I recently rejoined the company I work for after leaving for a year. The production database is a little over 100GB and the app is so data driven that it is just assumed that everyone has production data on their machine for development. As you could imagine, a 100GB takes a long time to download, and I just never got around to doing it. I already knew the app because I had worked on it for years before leaving. This put me in a unique place; I don't need to poke around the application in development to understand it as you would normally do when starting a new gig and setting up your machine for development.
The first ticket I worked was a fairly involved feature and I decided I would try to follow a strict TDD process. Since I didn't have a development database I couldn't make a code change and check the app quick to see if it worked. I had to write tests in order to verify the changes I was making worked. Overall I would say I had a great experience and I'd like to share what I feel worked and didn't.
Good, fast, cheap. Pick 2
One thing I've only heard a few folks mention when talking about why they don't use TDD is that it makes development take longer. I feel like many more people think this than actually say it, I myself have thought it a different points in my career.
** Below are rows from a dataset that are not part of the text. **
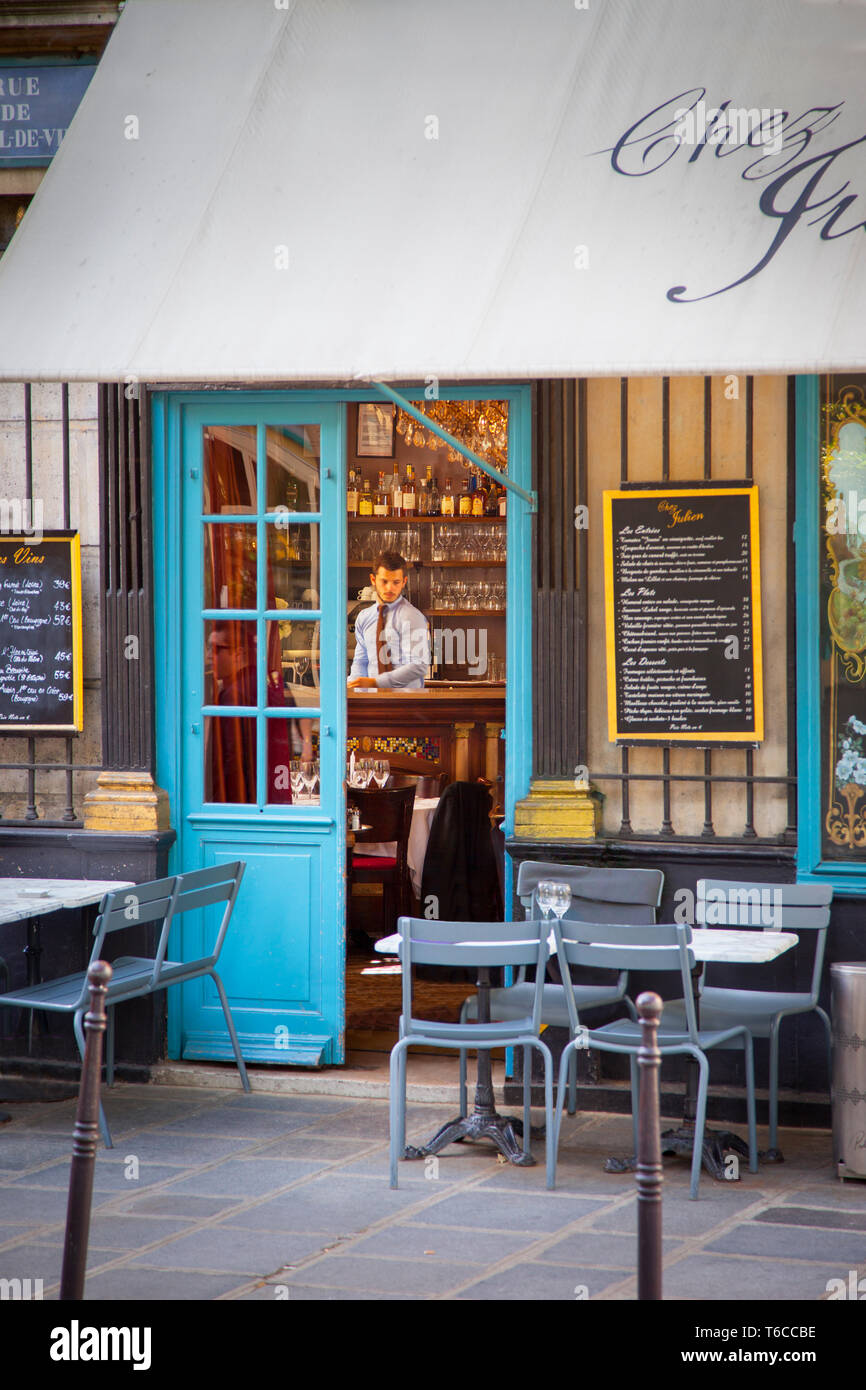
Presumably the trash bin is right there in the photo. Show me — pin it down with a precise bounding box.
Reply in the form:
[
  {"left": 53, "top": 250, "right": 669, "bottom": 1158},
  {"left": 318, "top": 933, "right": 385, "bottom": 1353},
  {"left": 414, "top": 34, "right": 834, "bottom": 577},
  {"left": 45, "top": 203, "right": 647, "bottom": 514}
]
[{"left": 830, "top": 960, "right": 866, "bottom": 1179}]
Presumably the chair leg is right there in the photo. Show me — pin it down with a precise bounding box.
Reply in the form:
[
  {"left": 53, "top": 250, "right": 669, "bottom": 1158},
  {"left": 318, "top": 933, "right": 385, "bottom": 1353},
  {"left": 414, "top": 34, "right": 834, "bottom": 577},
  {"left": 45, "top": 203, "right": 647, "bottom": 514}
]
[
  {"left": 72, "top": 1009, "right": 114, "bottom": 1148},
  {"left": 388, "top": 1040, "right": 407, "bottom": 1187},
  {"left": 207, "top": 970, "right": 252, "bottom": 1091},
  {"left": 742, "top": 1033, "right": 758, "bottom": 1173},
  {"left": 567, "top": 1049, "right": 577, "bottom": 1115},
  {"left": 815, "top": 1008, "right": 833, "bottom": 1084},
  {"left": 523, "top": 1047, "right": 532, "bottom": 1154},
  {"left": 106, "top": 1006, "right": 114, "bottom": 1086},
  {"left": 688, "top": 1052, "right": 710, "bottom": 1201},
  {"left": 767, "top": 1019, "right": 781, "bottom": 1148}
]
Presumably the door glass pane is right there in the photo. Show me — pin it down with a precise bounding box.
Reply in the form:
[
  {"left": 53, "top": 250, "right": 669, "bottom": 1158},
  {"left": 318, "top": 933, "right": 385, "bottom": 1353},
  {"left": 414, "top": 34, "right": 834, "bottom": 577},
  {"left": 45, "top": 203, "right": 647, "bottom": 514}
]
[
  {"left": 204, "top": 714, "right": 256, "bottom": 805},
  {"left": 204, "top": 521, "right": 257, "bottom": 609},
  {"left": 268, "top": 521, "right": 318, "bottom": 609},
  {"left": 265, "top": 425, "right": 321, "bottom": 512},
  {"left": 202, "top": 425, "right": 256, "bottom": 516},
  {"left": 267, "top": 717, "right": 321, "bottom": 806},
  {"left": 267, "top": 619, "right": 320, "bottom": 709},
  {"left": 204, "top": 619, "right": 256, "bottom": 709}
]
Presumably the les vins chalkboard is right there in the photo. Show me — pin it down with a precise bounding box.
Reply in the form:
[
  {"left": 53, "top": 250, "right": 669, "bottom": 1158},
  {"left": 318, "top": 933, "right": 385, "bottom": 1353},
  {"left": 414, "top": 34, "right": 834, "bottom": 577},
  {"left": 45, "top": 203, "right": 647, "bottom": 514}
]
[
  {"left": 605, "top": 487, "right": 763, "bottom": 745},
  {"left": 0, "top": 531, "right": 83, "bottom": 734}
]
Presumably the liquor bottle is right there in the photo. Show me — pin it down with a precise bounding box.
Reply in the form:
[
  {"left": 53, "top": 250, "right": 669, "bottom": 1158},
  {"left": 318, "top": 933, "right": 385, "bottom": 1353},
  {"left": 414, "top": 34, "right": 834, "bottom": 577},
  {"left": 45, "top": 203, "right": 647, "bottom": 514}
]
[
  {"left": 346, "top": 468, "right": 359, "bottom": 517},
  {"left": 473, "top": 477, "right": 487, "bottom": 517},
  {"left": 460, "top": 475, "right": 474, "bottom": 517},
  {"left": 403, "top": 464, "right": 416, "bottom": 517},
  {"left": 373, "top": 473, "right": 391, "bottom": 517},
  {"left": 386, "top": 463, "right": 403, "bottom": 517}
]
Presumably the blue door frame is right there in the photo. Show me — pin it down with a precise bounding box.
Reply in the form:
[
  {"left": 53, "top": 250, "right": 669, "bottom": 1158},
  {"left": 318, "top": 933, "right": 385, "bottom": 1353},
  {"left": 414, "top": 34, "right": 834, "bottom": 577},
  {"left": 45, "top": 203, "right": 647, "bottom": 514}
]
[{"left": 152, "top": 384, "right": 532, "bottom": 1066}]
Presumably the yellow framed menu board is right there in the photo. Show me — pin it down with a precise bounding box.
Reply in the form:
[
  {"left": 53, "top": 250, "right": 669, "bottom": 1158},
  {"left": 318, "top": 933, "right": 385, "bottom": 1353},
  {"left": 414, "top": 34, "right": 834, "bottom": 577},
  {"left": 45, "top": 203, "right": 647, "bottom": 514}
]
[
  {"left": 603, "top": 484, "right": 763, "bottom": 746},
  {"left": 0, "top": 531, "right": 83, "bottom": 735}
]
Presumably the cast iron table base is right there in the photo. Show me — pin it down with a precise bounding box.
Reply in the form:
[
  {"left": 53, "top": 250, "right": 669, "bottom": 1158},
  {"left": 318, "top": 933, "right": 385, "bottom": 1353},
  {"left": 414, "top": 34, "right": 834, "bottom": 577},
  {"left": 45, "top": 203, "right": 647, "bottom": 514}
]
[{"left": 403, "top": 969, "right": 535, "bottom": 1168}]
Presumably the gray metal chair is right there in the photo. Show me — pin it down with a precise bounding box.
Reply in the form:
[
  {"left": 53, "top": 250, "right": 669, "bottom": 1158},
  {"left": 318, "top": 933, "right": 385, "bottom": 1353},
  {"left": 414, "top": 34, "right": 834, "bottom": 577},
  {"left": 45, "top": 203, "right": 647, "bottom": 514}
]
[
  {"left": 553, "top": 922, "right": 758, "bottom": 1198},
  {"left": 0, "top": 860, "right": 250, "bottom": 1148},
  {"left": 389, "top": 917, "right": 555, "bottom": 1187},
  {"left": 664, "top": 878, "right": 833, "bottom": 1151},
  {"left": 460, "top": 859, "right": 664, "bottom": 1115}
]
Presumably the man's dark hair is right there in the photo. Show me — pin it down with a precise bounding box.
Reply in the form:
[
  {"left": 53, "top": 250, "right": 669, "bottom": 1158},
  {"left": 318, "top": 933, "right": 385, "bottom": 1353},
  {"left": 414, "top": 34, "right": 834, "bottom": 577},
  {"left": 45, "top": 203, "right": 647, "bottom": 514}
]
[{"left": 373, "top": 550, "right": 406, "bottom": 574}]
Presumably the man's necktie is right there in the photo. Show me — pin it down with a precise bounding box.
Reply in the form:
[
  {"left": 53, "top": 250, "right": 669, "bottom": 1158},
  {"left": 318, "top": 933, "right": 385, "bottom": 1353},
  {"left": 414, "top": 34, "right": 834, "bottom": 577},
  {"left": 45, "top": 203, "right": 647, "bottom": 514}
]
[{"left": 375, "top": 603, "right": 393, "bottom": 676}]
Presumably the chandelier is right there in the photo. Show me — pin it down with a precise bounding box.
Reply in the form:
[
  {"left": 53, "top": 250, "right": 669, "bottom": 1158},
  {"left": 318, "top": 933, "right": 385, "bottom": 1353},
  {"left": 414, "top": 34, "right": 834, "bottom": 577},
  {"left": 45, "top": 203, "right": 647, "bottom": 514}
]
[{"left": 398, "top": 400, "right": 509, "bottom": 473}]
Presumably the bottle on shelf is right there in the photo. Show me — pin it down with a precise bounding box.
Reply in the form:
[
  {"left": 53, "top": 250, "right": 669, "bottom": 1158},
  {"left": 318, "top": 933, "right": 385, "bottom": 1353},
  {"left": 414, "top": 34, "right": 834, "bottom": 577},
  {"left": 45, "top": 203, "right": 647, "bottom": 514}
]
[
  {"left": 386, "top": 461, "right": 403, "bottom": 517},
  {"left": 473, "top": 477, "right": 487, "bottom": 517},
  {"left": 403, "top": 464, "right": 416, "bottom": 517},
  {"left": 460, "top": 474, "right": 474, "bottom": 517},
  {"left": 346, "top": 468, "right": 359, "bottom": 517},
  {"left": 373, "top": 473, "right": 391, "bottom": 517}
]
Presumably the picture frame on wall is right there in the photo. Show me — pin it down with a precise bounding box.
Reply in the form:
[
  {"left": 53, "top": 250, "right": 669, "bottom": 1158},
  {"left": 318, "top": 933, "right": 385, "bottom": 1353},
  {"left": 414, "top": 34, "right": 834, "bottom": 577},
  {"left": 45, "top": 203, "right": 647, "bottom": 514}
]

Can we write more code faster if we do not require a failing test before any code change? Sure, why not.
Let's talk about what it means to fast. If you ship a broken feature and have to fix it later, is that faster than shipping a working feature? If QA returns your ticket because it doesn't work, is that faster? Of course not. Obviously, even with TDD we can still make these same mistakes, but in my experience they are far less common. During development I was using Capybara for integration tests to test the front end logic I was adding. By nature, these tests take longer to run than unit tests because they are clicking the browser. You can save screenshots and even access console.log statements, however you still have the overhead of running the integration test each time. At some point you need to get stuff done, and this was when I strayed from my strict TDD process.